Tidak ada ketentuan untuk hal tersebut dan tidak bisa berdampak buruk pada saat hari bangkit di kemudian hari. (Kitab Tuhfatul Muhtaj 4/56)
2. Syeikh Muhammad bin Shalih Al-’Utsaimin
Hukum memotong kuku saat nifas menurut Syeikh Muhammad menjelaskan bahwa:
“Wanita yang haid boleh memotong kukunya dan menyisir rambutnya, dan boleh mandi junub, … pendapat yang dianut oleh sebagian wanita bahwasanya wanita yang haidh tidak boleh mandi, menyisir rambutnya, dan memotong rambutnya maka ini tidak ada asalnya (dalilnya) di dalam syari’at, sebatas pengetahuan saya”. (Kitab Ihya’ Ulumiddin)
3. Al-Utsaimin
Al-Utsaimin menekankan pentingnya bagi perempuan yang sedang mengalami menstruasi, nifas, atau mengalami mimpi basah untuk menjalani mandi wajib dan juga memotong kuku untuk membersihkan diri.
4. Muhammad bin Yusuf Al Ibadhi
Muhammad bin Yusuf Al Ibadhi dalam kitabnya Syarkh An Nail Wa Syifai Alil, menyebutkan pemahaman larangan perempuan haid dan nifas untuk memotong kuku atau rambut termasuk dalam perkara bi’dah.
5. Shahih Al-Hakim
Di dalam Shahih Al Hakim juga disebutkan, “Baik hidup ataupun saat mati”.
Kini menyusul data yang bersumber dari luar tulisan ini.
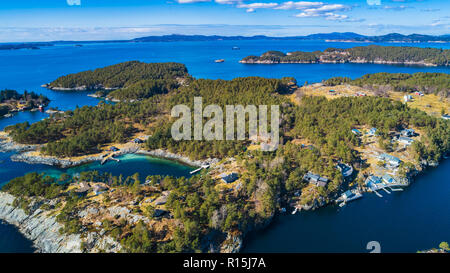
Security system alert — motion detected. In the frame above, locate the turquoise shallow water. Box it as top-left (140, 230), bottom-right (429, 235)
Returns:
top-left (0, 40), bottom-right (450, 252)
Saya tidak mengetahui dalil syar’i yang memakruhkan potong rambut dan kuku saat junub.
Bahkan sebaliknya, Rasulullah bersabda kepada orang yang baru masuk Islam, “Buanglah rambut kekafiran darimu dan berkhitanlah,” (HR Abu Dawud).
Dari sabda ini dijelaskan bahwa kedua hal tersebut boleh dilakukan.
Demikian juga perempuan haid diperintahkan untuk menyisir rambut saat mandi sementara sisiran rambut itu bisa merontokkan rambut,” (Majmu’ Fatawa, 21/120-121).
6. Pendapat Al-Ghazali
Hukum memotong kuku ketika haid menurut Al-Ghazali:
"Tidak semestinya memotong (rambut) atau menggunting kuku atau memotong ari-ari, atau mengeluarkan darah atau memotong sesuatu bagian tubuh dalam keadaan junub, mengingat seluruh anggota tubuh akan dikembalikan kepada tubuh seseorang.
Sehingga (jika hal itu dilakukan) maka bagian yang terpotong tersebut kembali dalam keadaan junub.
Dikatakan: setiap rambut dimintai pertanggungjawaban karena janabahnya.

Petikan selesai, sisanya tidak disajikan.